Mais tout dépendra du temps qu'il fera cette
nuit et demain matin.
Le
lendemain, bonne nouvelle: le temps est partiellement
dégagé. Mais la température est-elle
descendue suffisamment, au cours de la nuit, pour que
la neige regèle en surface? Aux premières
mesures, à la station météo dans
la vallée, il semble que oui. Mais qu'en est-il
un peu plus haut? Une station automatique transmet des
données directement au Centre d'avalanche, mais
comme elle a eu des ennuis techniques récemment,
l'équipe décide d'aller vérifier
si tout fonctionne bien.
En altitude, par contre, le temps se
dégrade. Au sommet du mont Ernest-Laforce - une
modeste butte de 820 mètres de hauteur -, le
vent est mesuré à 81 km/h. Il faut s'arc-bouter
pour ne pas s'envoler. Le vent est un facteur important
dans la prévision d'avalanche. C'est lui qui
déplace les masses neigeuses vers les pentes
en couloirs. Il les rend plus lourdes, plus chargées.
Deux
cents mètres plus bas, il n'y a plus de vent,
mais il faut vérifier l'état de la neige.
Une sonde permet de tester la consistance des couches.
«Il y a deux croûtes: celle qui était
là avant la neige et la pluie d'hier, et celle
de cette nuit», conclut Stéphane. Pour
nos deux experts, la conclusion de la tournée
d'hier et de ce matin commence à se dessiner.

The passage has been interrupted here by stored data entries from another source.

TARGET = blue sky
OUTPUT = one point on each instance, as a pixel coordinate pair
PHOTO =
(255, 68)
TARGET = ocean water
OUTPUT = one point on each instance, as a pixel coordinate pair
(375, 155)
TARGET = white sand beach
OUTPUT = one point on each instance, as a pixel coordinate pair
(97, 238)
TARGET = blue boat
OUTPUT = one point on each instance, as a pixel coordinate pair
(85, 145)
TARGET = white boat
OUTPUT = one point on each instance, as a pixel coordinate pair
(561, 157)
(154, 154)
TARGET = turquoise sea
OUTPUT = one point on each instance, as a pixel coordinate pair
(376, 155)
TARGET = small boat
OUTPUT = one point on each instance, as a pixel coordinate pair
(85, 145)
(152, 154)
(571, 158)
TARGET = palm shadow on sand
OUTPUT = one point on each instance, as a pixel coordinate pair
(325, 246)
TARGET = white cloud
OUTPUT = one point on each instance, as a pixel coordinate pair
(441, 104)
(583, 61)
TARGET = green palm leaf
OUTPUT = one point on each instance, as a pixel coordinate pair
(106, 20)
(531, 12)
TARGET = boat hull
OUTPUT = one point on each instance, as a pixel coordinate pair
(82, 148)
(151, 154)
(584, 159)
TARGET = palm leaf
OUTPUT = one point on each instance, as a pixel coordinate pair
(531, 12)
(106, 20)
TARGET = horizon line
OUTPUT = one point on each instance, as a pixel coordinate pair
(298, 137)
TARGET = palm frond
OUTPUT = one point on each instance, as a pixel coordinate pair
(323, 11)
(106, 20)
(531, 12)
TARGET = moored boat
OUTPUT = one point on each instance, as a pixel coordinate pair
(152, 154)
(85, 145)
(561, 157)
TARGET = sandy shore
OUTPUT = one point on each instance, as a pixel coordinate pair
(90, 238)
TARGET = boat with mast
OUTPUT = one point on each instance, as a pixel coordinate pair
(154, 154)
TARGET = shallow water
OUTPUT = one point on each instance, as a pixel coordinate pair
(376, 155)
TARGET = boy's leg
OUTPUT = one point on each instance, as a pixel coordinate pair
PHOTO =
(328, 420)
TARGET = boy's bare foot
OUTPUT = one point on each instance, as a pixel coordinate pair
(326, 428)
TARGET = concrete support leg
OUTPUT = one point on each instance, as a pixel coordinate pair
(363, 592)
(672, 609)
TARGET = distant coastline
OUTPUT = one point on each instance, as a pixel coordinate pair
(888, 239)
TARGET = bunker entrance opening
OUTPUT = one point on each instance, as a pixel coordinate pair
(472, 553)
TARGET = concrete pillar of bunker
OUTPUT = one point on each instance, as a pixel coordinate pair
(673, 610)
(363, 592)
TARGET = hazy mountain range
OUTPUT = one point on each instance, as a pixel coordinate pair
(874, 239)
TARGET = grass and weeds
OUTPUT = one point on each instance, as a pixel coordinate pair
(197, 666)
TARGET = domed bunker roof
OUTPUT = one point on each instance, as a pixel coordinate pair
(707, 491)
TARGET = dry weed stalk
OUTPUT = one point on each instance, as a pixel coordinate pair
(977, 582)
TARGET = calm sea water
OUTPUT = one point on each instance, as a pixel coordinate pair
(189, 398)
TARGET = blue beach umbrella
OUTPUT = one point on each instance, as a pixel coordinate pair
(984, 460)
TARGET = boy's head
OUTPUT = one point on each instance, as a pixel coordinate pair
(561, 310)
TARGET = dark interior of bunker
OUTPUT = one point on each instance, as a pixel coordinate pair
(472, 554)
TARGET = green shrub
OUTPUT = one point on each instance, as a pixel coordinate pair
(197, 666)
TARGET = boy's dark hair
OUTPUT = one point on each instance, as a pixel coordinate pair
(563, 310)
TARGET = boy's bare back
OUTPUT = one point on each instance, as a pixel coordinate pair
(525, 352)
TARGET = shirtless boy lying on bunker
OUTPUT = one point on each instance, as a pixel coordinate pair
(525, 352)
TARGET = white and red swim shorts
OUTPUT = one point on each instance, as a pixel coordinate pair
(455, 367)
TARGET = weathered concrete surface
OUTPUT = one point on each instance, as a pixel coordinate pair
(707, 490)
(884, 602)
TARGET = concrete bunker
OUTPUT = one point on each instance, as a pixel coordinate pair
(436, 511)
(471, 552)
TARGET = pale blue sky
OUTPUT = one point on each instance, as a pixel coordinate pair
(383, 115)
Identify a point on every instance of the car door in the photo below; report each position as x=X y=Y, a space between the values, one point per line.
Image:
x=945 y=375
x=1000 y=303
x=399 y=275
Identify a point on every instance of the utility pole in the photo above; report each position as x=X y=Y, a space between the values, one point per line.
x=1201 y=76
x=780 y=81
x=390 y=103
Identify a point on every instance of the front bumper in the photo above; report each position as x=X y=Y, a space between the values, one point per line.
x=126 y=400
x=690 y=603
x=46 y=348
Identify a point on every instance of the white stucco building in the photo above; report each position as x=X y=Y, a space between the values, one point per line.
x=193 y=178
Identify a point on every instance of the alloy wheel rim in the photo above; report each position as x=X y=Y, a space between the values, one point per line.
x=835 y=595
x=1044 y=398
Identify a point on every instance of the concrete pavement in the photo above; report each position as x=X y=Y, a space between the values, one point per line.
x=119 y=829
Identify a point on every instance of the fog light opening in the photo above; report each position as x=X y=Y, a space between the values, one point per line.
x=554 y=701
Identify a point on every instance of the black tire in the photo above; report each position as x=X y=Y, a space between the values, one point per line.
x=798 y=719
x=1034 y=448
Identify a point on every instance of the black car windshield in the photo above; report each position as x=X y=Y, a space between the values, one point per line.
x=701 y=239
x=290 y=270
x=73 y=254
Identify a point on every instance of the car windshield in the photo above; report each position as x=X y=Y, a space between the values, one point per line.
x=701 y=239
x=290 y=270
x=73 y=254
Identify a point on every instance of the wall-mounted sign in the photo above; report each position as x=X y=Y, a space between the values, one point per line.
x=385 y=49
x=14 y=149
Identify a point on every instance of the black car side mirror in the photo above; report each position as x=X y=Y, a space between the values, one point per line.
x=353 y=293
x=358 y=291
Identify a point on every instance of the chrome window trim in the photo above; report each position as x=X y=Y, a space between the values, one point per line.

À 800 mètres d'altitude, tout est bien
gelé, alors que dans les vallées, la neige
commence à fondre. «Ce sont des informations
très importantes. Cela nous dit que, [puisque
les zones de départ sont encore bien gelées],
le potentiel de créer une avalanche est relativement
faible», explique Dominic.
Il est 3 h de l'après-midi, la
patrouille est terminée. Il ne reste plus qu'à
écrire un bulletin de prévision d'avalanche
et à l'envoyer par Internet. Quant aux monts
Chic-Chocs, ils attendent les skieurs et les planchistes,
imperturbables, comme toujours.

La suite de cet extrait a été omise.